Test package for align4d
Project description
User Instruction
Introduction
Align4d is a powerful Python package used for aligning text results from Speaker Diarization and Speech Recognition. This user manual provides a step-by-step guide on how to install, use and troubleshoot the package.
Installation
To install Align4d, you need to have Python version 3.10 or higher. Follow these steps:
- Open your terminal or command prompt.
- Type in the following command:
pip install align4d
- Wait for the package to download and install.
Usage
Importing Align4d
To use Align4d in your Python code, you need to import it. Here's how:
from align4d import align4d
Aligning Short Text Results
Align4d can align short text (less than 100 tokens) results from Speaker Diarization and Speech Recognition. Here's how to use it:
aligned_result = align4d.align_without_segment(hypothesis, reference, reference_speaker_label)
The align_without_segment()
function takes in three parameters:
-
hypothesis
: This is a list of strings containing tokenized text . Each string represents a word that is generated from the Speech Recognition model.
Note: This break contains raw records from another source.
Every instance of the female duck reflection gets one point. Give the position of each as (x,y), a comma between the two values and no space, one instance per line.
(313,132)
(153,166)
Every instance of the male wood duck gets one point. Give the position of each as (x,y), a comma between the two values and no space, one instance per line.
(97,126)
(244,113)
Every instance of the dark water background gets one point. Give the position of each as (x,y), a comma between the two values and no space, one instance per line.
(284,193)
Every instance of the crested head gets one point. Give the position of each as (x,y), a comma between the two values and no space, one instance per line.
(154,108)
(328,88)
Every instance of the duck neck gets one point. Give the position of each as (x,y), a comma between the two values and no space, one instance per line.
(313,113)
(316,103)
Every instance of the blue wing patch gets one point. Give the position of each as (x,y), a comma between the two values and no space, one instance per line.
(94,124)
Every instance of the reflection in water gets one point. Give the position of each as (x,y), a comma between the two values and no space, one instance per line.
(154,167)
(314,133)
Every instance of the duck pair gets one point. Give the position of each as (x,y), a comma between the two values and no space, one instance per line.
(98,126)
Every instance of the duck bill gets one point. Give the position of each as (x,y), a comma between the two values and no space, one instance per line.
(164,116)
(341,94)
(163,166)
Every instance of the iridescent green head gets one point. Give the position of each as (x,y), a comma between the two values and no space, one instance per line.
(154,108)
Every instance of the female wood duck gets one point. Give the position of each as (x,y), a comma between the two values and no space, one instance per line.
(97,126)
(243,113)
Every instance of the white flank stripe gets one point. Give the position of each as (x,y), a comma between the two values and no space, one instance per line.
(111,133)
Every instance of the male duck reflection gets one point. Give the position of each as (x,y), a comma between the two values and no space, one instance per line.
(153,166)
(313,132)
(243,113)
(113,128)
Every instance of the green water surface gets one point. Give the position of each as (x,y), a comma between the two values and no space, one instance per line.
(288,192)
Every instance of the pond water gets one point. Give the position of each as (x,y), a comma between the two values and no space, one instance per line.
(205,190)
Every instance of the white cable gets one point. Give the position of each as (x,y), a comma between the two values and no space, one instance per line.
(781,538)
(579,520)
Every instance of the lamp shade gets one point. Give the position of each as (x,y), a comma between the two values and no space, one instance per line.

It is suggested to remove all the punctuations, escape values, and any other characters that is not in the natural language.hypothesis = ["ok", "I", "am", "a", "fish", "Are", "you", "Hello", "there", "How", "are", "you", "ok"]
-
reference
: This is a list of strings containing tokenized text from the gold standard text. Each string represents a word. It is suggested to remove all the punctuations, escape values, and any other characters that is not in the natural language.reference = ["I", "am", "a", "fish", "ok", "Are", "you", "Hello", "there", "How", "are", "you"]
-
reference_speaker_label
: This is a list of strings containing the speaker label from the gold standard text. Each string represents a word. It is suggested to remove all the punctuations, escape values, and any other characters that is not in the natural language.reference_speaker_label = ["A", "A", "A", "A", "B", "C", "C", "D", "D", "E", "E", "E"]
The align_without_segment()
function returns a nested list of strings containing the aligned results. The first list of strings is the hypothesis list. The rest of the lists are the reference lists separated according to the provided speaker label. In each list, each word is aligned to the positions that have the same index and the gap is denoted as “-”.
align_result = align4d.align_without_segment(hypothesis, reference, reference_speaker_label)
for row in align_result:
print(row)
Output from align_without_segment()
:
# content in align_result
[['ok', 'I', 'am', 'a', 'fish', 'Are', 'you', 'Hello', 'there', 'How', 'are', 'you', 'ok']
['-', 'I', 'am', 'a', 'fish', '-', '-', '-', '-', '-', '-', '-', '-']
['ok', '-', '-', '-', '-', '-', '-', '-', '-', '-', '-', '-', '-']
['-', '-', '-', '-', '-', 'Are', 'you', '-', '-', '-', '-', '-', '-']
['-', '-', '-', '-', '-', '-', '-', 'Hello', 'there', '-', '-', '-', '-']
['-', '-', '-', '-', '-', '-', '-', '-', '-', 'How', 'are', 'you', '-']]
At this stage, the alignment function will also print out the relative information for alignment calculation, including the size of the total matrix used for storing scores for alignment, the number of speakers, the maximum score in the matrix, and the time for computation.
matrix size: 14 5 2 3 3 4 total cell: 5040 speaker num: 5 cell max score: 24
time: 0
Aligning Long Text Results
For longer text result from Speaker Diarization and Speech Recognition, we can use align_with_auto_segment()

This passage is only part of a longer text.